Alice Modolo nous a ouvert les portes de sa discipline (et plus encore) au cours d’un entretien passionnant.

Elle fait briller la France à l’international grâce à son palmarès impressionnant. En déplacement en Turquie pour les championnats du monde d’apnée, Alice Modolo a accepté qu’on lui passe un petit coup de téléphone pour répondre à quelques-unes de nos questions. Elle nous a raconté avec passion l’origine de son intérêt pour ce sport, la manière dont elle se prépare pour une compétition, ses différents engagements… Et on a aussi parlé de Beyoncé.

Konbini Sports | Bonjour Alice ! Pour commencer, peux-tu te présenter en quelques mots ?

Alice Modolo | Je suis Alice Modolo, j’ai 36 ans. Je suis championne d’apnée et dentiste.

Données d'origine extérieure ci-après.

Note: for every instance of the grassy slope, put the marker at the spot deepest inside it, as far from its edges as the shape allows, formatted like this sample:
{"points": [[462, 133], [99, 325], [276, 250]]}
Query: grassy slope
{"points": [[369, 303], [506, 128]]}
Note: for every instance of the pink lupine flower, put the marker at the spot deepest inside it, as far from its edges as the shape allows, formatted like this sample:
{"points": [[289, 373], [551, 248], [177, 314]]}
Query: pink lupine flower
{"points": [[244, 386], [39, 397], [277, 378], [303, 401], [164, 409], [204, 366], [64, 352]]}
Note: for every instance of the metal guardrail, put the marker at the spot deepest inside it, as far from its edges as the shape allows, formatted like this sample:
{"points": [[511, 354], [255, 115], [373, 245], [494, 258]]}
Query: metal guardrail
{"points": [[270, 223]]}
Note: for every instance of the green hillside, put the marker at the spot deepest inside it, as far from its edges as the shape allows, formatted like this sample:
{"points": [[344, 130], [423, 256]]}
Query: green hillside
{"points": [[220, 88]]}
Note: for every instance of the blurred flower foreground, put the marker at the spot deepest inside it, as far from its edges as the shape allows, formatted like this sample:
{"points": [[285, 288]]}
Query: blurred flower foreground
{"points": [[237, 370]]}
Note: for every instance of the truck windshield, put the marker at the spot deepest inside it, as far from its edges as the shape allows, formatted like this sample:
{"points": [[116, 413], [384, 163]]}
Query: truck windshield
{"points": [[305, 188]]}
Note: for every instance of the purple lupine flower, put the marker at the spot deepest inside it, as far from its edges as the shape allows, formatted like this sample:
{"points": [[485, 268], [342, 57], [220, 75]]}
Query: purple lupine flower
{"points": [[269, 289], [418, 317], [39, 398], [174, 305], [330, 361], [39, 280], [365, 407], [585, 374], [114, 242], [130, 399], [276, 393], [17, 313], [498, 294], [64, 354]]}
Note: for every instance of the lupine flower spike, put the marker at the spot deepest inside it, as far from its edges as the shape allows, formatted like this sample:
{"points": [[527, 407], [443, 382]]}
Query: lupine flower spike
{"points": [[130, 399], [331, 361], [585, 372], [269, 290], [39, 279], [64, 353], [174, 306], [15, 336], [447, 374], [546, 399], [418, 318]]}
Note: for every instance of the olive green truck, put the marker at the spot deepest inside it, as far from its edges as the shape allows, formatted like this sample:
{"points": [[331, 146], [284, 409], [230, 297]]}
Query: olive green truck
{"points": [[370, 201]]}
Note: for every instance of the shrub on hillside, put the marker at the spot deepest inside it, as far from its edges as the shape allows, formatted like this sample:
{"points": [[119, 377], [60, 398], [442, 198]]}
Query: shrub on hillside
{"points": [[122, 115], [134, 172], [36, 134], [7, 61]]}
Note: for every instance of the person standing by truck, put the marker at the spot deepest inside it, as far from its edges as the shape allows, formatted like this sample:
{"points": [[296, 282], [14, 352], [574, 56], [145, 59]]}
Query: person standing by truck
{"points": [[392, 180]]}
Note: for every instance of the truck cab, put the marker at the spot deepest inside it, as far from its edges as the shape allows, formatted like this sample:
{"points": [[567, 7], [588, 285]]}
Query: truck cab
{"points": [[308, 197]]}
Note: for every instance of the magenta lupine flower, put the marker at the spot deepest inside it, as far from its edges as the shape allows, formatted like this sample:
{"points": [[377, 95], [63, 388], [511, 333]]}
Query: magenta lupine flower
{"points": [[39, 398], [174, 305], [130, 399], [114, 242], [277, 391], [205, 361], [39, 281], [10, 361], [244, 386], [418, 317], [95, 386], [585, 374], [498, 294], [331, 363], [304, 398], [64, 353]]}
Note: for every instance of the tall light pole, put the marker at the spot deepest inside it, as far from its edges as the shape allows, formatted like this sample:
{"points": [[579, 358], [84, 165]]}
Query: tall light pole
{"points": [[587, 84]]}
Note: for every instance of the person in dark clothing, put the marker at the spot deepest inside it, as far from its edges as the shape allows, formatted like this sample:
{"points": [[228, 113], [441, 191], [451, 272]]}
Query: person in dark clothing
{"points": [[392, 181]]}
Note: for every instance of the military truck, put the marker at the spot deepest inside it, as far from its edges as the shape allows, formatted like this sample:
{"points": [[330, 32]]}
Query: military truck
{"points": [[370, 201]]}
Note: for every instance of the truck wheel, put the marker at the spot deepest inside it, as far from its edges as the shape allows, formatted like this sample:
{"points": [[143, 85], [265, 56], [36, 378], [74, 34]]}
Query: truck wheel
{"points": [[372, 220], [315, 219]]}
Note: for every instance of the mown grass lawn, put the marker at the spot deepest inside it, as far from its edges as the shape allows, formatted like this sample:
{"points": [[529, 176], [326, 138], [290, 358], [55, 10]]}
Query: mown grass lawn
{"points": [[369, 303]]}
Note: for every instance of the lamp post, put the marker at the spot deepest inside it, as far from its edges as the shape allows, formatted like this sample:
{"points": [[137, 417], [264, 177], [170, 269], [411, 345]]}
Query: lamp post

Peux-tu nous parler un peu de ton sport ? L’apnée, une discipline assez peu connue ?

L’apnée est une discipline assez fascinante, qui impressionne de prime abord mais qui est en fait une découverte incroyable de soi. On se laisse complètement aller dans ses sensations. Dans cette société qui nous coupe un petit peu de nos ressentis, l’apnée a des bienfaits incroyables, même si, au début, on pense que ça va être extrêmement compliqué puisqu’on va se priver d’une fonction vitale.

D’où vient ta passion pour l’apnée ? Pourquoi as-tu décidé de t’engager dans cette voie ?

Je cherchais mon propre sport, le sport "passion". J’ai fait de la danse, du tennis, du judo… Rien ne me plaisait, j’abandonnais tout. J’avais essayé la plongée bouteille assez jeune et j’avais passé mon premier niveau. Comme j’habite à Clermont-Ferrand, on s’entraîne en piscine, et dans la ligne d’eau d’à côté, il y avait des apnéistes. J’étais complètement subjuguée par ce qui était réalisé. Ça me paraissait inhumain. Je me suis dit "il y a quelque chose qui m’intrigue, je veux aller voir".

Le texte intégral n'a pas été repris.